To answer your question, it depends on what you are trying to achieve and what students need to do in the most efficient way to get the best learning experience.

One question we are often asked is how long should my online lecture be? What are your thoughts?

What we try to do is break things up a bit. Your brain doesn’t work as efficiently when you are sitting in front of a computer for a 2-hour lecture! We try to stagger the learning design so it’s cyclic, in a way. Engaging in things for a shorter amount of time. We try to have the students engage with the knowledge and rationalize and discuss with their peers. Maybe have them apply that to an assignment, then go back and reflect on it. And then we get to the next phase, and the cycle repeats itself, but on a deeper level. They begin to understand the interaction and it’s a multi-cognitive process. Small bites are good!

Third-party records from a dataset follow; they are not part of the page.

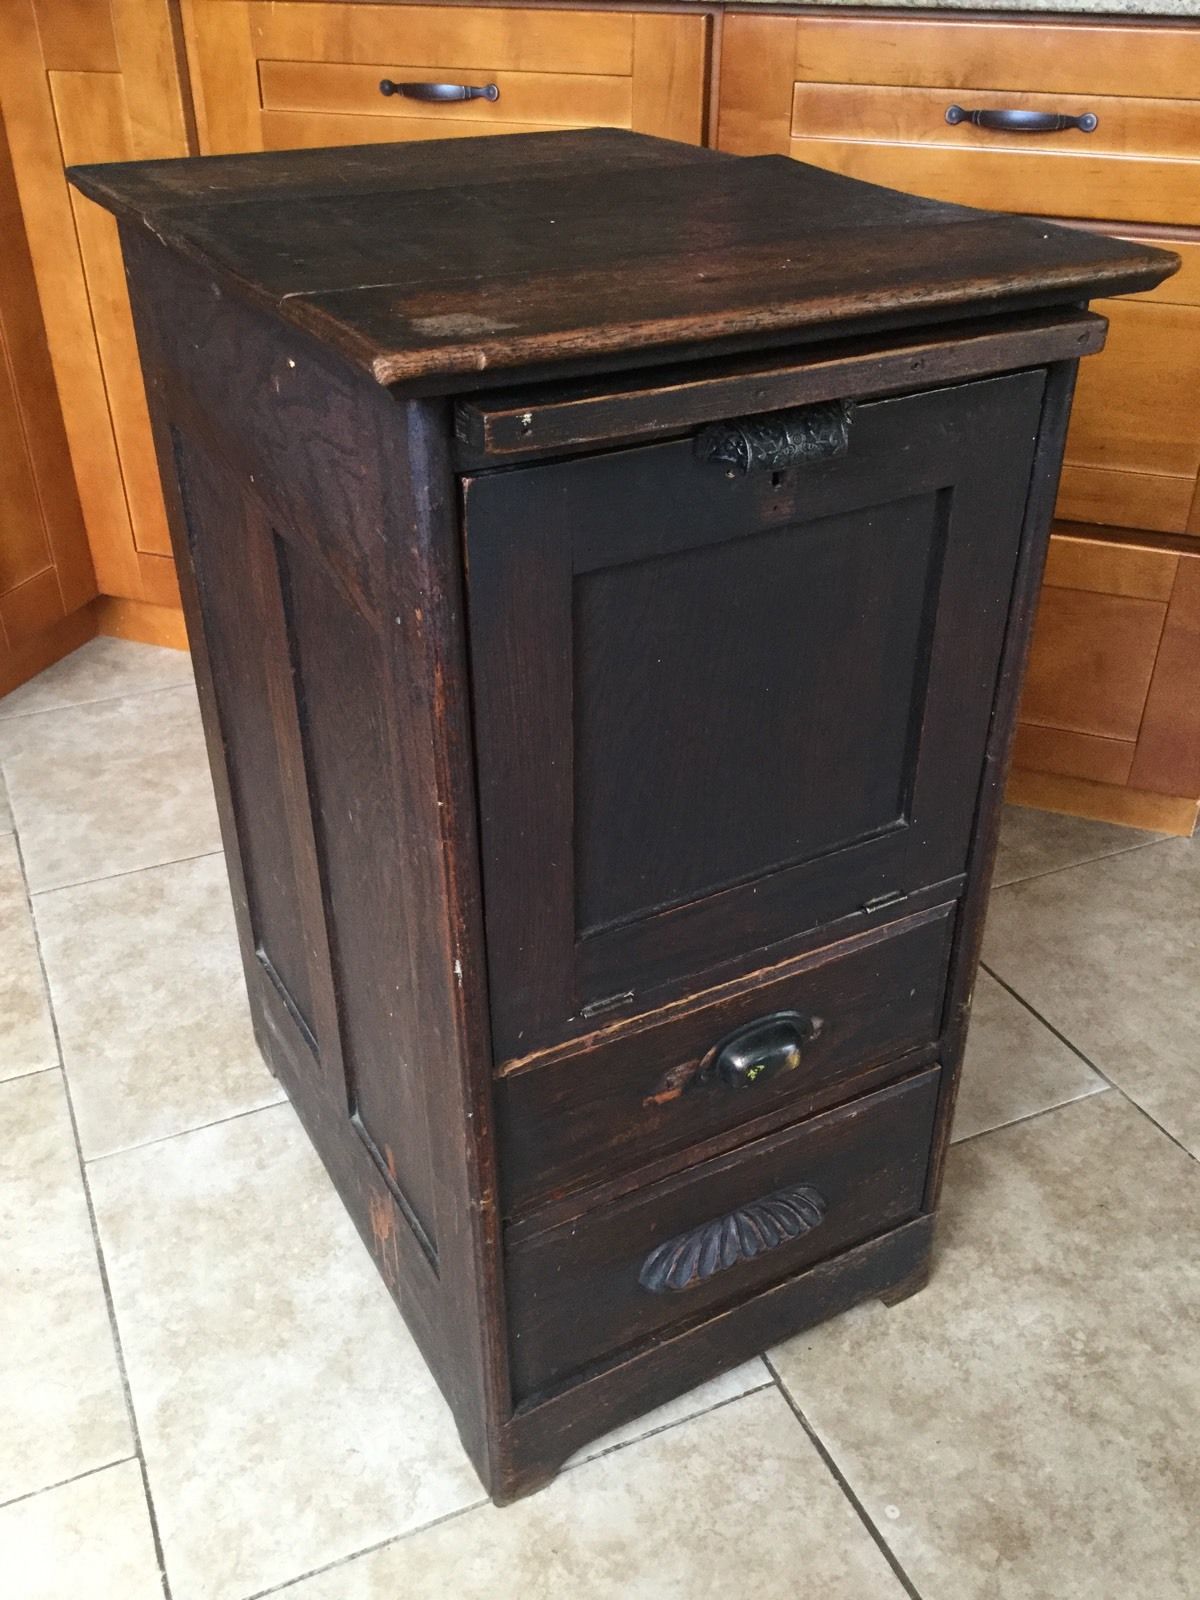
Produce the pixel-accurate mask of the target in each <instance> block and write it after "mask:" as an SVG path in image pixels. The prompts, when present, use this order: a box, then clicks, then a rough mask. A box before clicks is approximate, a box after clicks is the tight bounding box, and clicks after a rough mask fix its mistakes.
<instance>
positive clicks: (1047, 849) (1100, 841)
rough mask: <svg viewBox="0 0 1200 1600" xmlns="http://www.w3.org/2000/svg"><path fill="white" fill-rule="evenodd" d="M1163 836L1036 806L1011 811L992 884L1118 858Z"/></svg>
mask: <svg viewBox="0 0 1200 1600" xmlns="http://www.w3.org/2000/svg"><path fill="white" fill-rule="evenodd" d="M1165 837H1166V835H1163V834H1146V832H1142V830H1141V829H1138V827H1117V826H1115V824H1112V822H1090V821H1088V819H1086V818H1082V816H1059V814H1058V813H1056V811H1035V810H1034V808H1032V806H1024V805H1006V806H1005V814H1003V822H1002V826H1000V848H998V851H997V858H995V872H994V875H992V883H994V885H995V886H997V888H1000V885H1003V883H1016V880H1018V878H1032V877H1037V875H1038V874H1042V872H1058V870H1059V869H1061V867H1074V866H1078V862H1082V861H1096V859H1099V858H1101V856H1115V854H1120V853H1122V851H1125V850H1138V846H1139V845H1152V843H1154V842H1155V840H1157V838H1165Z"/></svg>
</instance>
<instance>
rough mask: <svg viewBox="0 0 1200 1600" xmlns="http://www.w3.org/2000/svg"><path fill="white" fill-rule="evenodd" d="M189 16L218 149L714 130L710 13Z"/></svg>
mask: <svg viewBox="0 0 1200 1600" xmlns="http://www.w3.org/2000/svg"><path fill="white" fill-rule="evenodd" d="M184 18H186V29H187V48H189V62H190V67H192V82H194V90H195V101H197V123H198V131H200V144H202V150H203V152H205V154H226V152H234V150H262V149H267V150H270V149H299V147H306V146H309V147H312V146H326V144H330V146H333V144H376V142H386V141H392V139H446V138H461V136H469V134H480V133H531V131H539V130H547V128H592V126H608V128H635V130H637V131H640V133H654V134H661V136H662V138H670V139H683V141H688V142H699V141H701V139H702V136H704V106H706V77H707V40H709V21H707V18H702V16H667V14H656V13H637V11H549V10H522V8H501V6H496V8H493V6H478V8H475V6H421V5H358V3H341V5H338V3H334V5H320V3H315V5H309V3H282V5H267V3H250V5H246V3H240V0H190V3H189V0H186V5H184ZM384 80H387V82H389V83H390V85H403V86H405V88H403V91H394V93H387V94H386V93H381V83H382V82H384ZM446 88H461V90H477V91H485V93H478V94H475V96H472V98H458V99H454V98H445V96H446Z"/></svg>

We also have to teach our students to think about time differently as well.

Enabling people to share information and build on each other’s knowledge, that’s been important for us here. Empowering students to contribute ideas back into the large class is important for us as well.

What percentage of a module would you consider using outside resources as opposed to your own?

That’s an interesting question. I would say maybe 50%. Again, it depends on what you are teaching and whether the connection to the outside world enriches what you are trying to do. I think its dangerous to go 100% with outside resources because you can inadvertently undermine your own authority or your institutions authority in that area because you are drawing from everyone else’s ideas and not contributing anything from your own institution. On the other hand, using other people’s resources is fantastic because you can get resources from experts in specific areas that you wouldn’t get otherwise. Whatever resource you are using, you should have a lot of things structured around it. I think its great to use external resources as long as it is considered how that knowledge will be applied.

Any specific Internet resource you can recommend outside of YouTube?

I would recommend Merlot (www.merlot.org). It is an open educational resource. What they do is collate a lot of open resources and they peer review them. It takes a lot of the uncertainty out of choosing. They have a large database and you can search for an area you are interested in. The peer review is good because it gives you opinions on whether or not it is worth using. OER Commons (www.oercommons.org) is another good one.

What do you feel is the best way to deliver an online lecture?

Again, it depends on what you are talking about. The person designing the course, or the teacher really needs to sit down and put effort into the planning stages to work out what they are trying to get across and what is relevant. I think that’s what people find most difficult.

Where do you see online education going say, five years from now?

I don’t see it decreasing, that’s for sure. But I think the real challenge will be formal vs. informal, and coming to grips with how we accredit, value and market the education that people are doing. That’s the challenge that people are facing now.

What do you see as a beginner’s biggest challenge?

Understanding that it is accessible to them, and it’s actually not that hard! A lot of people feel that it is out of their realm of experience, and it scares them because they don’t know how it relates to what they do. There is a fear that they aren’t’ good enough, or that they will be exposed as being technologically illiterate or something like that. The biggest challenge is understanding that it doesn’t have to be this huge, complex thing and that their teaching practices are still very valuable. When people don’t understand how to adjust their teaching, they feel that it’s just too hard. And something we see a lot in higher education is that if people are removed from the practice for a long time, they don’t keep up with how work is done in the industry, and they don’t understand how technology has changed practices within that industry, they are actually putting their students at a disadvantage. To understand that the teachers have a lot of value in what they do already, and it’s just about getting used to this new space so they can continue to contribute to their student’s education. What’s very interesting is that often the imagination is worse than the reality.